The National Art School presents Caught Stealing: The Art of Misappropriation. The exhibition turns the spotlight on a posse of Australian contemporary artists who engage in theft as a creative strategy, from Fiona Hall, Louise Paramor, Destiny Deacon, Hany Armanious, Soda_Jerk and The Avalanches to Joan Ross.
From the Dadaists redeploying everyday objects as art to the music sampling at the core of rap and hip hop, the act of plundering with artistic licence has a long history.
“Stealing things is a glorious occupation, particularly in the art world.” – Malcolm McLaren.
Caught Stealing looks at a distinctly Australian approach to creative larceny, celebrating artists whose work deals in reappropriation, re-evaluation and revelation.
“There are examples of copying and formal experimentation with found materials in art that go back thousands of years, but this exhibition celebrates the artists who deliberately get
caught in the act,” says exhibition curator and NAS lecturer Jaime Tsai. “Their strategy of theft is a recognised and acknowledged aspect of their work.”

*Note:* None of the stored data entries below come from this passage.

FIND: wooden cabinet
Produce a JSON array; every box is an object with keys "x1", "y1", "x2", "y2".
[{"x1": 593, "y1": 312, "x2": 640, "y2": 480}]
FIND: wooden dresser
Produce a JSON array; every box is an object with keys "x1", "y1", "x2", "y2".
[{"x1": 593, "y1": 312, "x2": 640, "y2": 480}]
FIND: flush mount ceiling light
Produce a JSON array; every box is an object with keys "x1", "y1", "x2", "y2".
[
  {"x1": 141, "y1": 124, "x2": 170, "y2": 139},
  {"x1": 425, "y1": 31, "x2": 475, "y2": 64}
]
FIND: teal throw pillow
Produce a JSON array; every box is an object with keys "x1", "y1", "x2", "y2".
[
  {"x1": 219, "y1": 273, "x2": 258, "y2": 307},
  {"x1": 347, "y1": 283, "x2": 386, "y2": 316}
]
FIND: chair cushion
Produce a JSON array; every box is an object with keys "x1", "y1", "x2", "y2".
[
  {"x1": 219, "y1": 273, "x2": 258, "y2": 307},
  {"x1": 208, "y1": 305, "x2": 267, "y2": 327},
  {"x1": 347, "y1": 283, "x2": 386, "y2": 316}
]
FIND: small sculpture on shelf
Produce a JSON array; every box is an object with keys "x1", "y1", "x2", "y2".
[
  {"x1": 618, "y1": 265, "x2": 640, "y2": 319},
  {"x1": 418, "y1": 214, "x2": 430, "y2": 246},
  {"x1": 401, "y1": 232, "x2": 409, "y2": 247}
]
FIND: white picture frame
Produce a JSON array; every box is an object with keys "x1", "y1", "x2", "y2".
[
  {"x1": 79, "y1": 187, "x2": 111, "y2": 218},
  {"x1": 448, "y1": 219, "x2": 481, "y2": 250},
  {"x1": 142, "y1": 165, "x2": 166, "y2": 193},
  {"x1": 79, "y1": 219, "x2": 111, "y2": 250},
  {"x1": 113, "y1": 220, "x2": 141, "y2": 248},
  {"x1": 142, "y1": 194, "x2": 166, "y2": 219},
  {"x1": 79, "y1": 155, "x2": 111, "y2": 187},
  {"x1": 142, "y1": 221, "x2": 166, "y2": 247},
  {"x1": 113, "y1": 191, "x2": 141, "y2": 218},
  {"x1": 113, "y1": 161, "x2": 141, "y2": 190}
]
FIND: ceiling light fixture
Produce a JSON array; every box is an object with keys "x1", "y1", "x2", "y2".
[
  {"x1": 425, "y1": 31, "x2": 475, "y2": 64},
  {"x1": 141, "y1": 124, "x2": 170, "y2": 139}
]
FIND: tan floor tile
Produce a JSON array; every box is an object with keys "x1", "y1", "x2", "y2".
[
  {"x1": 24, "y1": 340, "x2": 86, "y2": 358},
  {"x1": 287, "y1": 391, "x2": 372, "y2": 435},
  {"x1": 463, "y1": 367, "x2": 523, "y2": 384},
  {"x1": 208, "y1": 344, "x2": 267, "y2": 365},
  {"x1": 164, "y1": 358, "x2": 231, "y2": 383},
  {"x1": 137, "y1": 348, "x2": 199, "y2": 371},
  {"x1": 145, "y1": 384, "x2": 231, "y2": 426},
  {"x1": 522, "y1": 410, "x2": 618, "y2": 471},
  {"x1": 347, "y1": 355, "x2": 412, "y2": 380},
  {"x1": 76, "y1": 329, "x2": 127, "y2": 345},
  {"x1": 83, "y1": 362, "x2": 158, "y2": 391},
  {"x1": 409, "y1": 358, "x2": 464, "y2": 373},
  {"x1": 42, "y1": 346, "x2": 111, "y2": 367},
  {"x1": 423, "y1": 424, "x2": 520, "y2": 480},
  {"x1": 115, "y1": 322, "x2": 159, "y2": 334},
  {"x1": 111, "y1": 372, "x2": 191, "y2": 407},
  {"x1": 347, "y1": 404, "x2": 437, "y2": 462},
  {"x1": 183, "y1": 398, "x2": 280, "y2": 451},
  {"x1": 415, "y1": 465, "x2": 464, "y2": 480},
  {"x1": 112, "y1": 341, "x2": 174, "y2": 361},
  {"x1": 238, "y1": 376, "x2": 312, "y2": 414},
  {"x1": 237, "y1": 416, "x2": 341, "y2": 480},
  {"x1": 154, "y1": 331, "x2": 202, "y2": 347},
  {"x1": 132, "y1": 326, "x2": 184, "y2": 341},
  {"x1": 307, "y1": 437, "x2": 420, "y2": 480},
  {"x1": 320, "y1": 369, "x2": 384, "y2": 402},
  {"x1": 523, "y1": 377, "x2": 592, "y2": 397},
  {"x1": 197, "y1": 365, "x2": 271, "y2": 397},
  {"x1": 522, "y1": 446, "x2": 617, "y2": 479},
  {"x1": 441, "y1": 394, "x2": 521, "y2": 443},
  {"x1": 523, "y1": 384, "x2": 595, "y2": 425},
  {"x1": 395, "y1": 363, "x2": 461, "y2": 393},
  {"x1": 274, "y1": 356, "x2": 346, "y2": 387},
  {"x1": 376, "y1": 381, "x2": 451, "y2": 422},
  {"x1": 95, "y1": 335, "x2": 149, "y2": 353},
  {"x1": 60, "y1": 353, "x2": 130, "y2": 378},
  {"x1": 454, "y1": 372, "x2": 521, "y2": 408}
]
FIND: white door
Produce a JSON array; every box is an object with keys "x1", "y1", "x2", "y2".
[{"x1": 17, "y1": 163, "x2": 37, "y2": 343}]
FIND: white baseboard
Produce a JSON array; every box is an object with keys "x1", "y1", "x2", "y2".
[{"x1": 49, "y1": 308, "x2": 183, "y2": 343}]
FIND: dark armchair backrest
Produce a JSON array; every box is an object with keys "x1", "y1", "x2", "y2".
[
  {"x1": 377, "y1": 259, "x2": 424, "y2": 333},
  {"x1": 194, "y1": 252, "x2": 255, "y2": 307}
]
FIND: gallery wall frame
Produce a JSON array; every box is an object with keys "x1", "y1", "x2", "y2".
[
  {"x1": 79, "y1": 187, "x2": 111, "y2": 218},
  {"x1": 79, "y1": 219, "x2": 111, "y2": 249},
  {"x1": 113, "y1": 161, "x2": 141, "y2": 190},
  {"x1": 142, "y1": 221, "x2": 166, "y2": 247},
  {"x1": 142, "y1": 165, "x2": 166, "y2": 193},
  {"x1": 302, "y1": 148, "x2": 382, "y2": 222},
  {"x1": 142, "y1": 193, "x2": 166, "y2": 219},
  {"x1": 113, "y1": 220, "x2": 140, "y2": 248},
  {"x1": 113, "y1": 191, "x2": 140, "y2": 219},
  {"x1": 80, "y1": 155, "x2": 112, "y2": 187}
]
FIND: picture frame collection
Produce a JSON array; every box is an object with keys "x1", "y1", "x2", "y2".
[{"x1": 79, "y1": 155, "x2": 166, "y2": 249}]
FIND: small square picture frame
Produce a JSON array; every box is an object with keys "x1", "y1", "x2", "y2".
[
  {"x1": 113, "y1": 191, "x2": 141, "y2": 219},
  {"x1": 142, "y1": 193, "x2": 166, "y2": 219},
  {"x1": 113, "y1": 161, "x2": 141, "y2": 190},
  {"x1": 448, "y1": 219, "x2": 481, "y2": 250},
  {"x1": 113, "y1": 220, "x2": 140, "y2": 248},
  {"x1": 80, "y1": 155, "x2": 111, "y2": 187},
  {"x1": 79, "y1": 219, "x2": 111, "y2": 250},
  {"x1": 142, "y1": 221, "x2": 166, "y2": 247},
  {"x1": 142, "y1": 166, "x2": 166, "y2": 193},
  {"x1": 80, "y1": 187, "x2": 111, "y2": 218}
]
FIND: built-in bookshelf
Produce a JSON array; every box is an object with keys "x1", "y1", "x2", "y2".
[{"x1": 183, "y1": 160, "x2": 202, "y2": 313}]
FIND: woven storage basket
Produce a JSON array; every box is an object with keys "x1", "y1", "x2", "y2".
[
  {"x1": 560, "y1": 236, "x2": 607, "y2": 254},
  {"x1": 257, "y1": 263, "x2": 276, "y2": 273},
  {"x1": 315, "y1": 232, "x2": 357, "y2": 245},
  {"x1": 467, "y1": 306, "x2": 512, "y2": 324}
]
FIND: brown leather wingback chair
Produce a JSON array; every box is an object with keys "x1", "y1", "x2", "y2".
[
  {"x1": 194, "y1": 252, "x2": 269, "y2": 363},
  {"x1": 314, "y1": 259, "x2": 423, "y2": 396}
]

Caught Stealing (the title itself stolen from the 1990 Jane’s Addiction song) also nods to the history of NAS, which occupies the site of the old Darlinghurst Gaol. From 1841 to 1914, the prison enforced harsh discipline and capital punishment. From 1922, the art school has nurtured creativity and social engagement.
The building where the exhibition hangs was first used to incarcerate male prisoners, including several notorious bushrangers, who were themselves hung.
“Nothing is original. Steal from anywhere that resonates with inspiration or fuels your imagination … Select only things to steal from that speak directly to your soul. If you do this, your work (and theft) will be authentic. Authenticity is invaluable; originality is non-existent.” – Jim Jarmusch.